We evaluated the AxSYM troponin I (cTnI) immunoassay for assisting in the detection of acute myocardial infarction (AMI). At four sites, the total imprecision (CV) over 20 days was 6.3-10.2%. The minimum detectable concentration was 0.14 ± 0.05 μg/L. Comparison of cTnI measurements between the AxSYM and Stratus (n = 406) over the dynamic range of the AxSYM assay demonstrated good correlation, r = 0.881, with a proportional bias: AxSYM cTnI = 3.50(Stratus cTnI) - 1.10. The confidence intervals (95%) for the slope and intercept were 3.39-3.64 and -1.32 to -0.95, respectively.

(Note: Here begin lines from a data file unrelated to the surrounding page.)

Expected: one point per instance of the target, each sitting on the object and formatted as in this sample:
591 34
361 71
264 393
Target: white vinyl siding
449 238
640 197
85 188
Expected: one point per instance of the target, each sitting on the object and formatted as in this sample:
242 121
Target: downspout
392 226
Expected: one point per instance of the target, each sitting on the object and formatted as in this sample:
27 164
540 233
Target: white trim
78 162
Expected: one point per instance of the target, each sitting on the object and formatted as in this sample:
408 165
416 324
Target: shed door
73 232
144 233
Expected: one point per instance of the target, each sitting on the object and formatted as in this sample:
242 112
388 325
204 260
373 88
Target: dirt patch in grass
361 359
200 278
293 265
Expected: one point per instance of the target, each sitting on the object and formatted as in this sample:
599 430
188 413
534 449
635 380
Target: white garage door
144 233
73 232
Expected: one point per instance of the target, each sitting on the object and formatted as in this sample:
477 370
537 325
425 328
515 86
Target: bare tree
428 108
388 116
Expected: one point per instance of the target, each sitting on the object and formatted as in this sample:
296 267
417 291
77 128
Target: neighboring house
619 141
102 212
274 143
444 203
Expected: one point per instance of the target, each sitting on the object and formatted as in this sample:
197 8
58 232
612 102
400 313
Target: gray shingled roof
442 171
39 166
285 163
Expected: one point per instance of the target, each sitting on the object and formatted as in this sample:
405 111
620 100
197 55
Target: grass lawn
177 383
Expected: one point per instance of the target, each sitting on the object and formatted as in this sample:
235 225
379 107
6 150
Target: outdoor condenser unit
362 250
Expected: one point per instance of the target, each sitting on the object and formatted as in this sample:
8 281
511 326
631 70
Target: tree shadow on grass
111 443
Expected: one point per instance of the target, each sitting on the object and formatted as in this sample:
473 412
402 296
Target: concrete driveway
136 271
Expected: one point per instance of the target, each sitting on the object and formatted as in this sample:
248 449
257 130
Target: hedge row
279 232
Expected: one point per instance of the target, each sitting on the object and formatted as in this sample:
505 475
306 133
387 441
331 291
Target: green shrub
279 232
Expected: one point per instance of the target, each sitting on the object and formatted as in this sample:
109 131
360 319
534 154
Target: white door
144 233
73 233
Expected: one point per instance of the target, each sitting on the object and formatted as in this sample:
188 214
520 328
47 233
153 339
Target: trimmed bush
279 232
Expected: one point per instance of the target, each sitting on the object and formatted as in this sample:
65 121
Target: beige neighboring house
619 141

The expected cTnI concentration in healthy individuals was ≤0.5 μg/L, whereas the ROC curve-determined cutoff for AMI was 2.0 μg/L. This gave a diagnostic sensitivity of 91.8% and specificity of 92.4% when tested in serial samples collected within 24 h of admission in 633 patients presenting with chest pain, of which 122 had an AMI. The concordances of the AxSYM cTnI with the Stratus cTnI, OPUS cTnI, and Access cTnI were 95.3%, 95.1%, and 94.3%, respectively, from patients with suspected AMI. The AxSYM cTnI demonstrated excellent clinical specificity, ≥96%, in skeletal muscle injury, chronic renal disease, and same-day noncardiac surgery patients.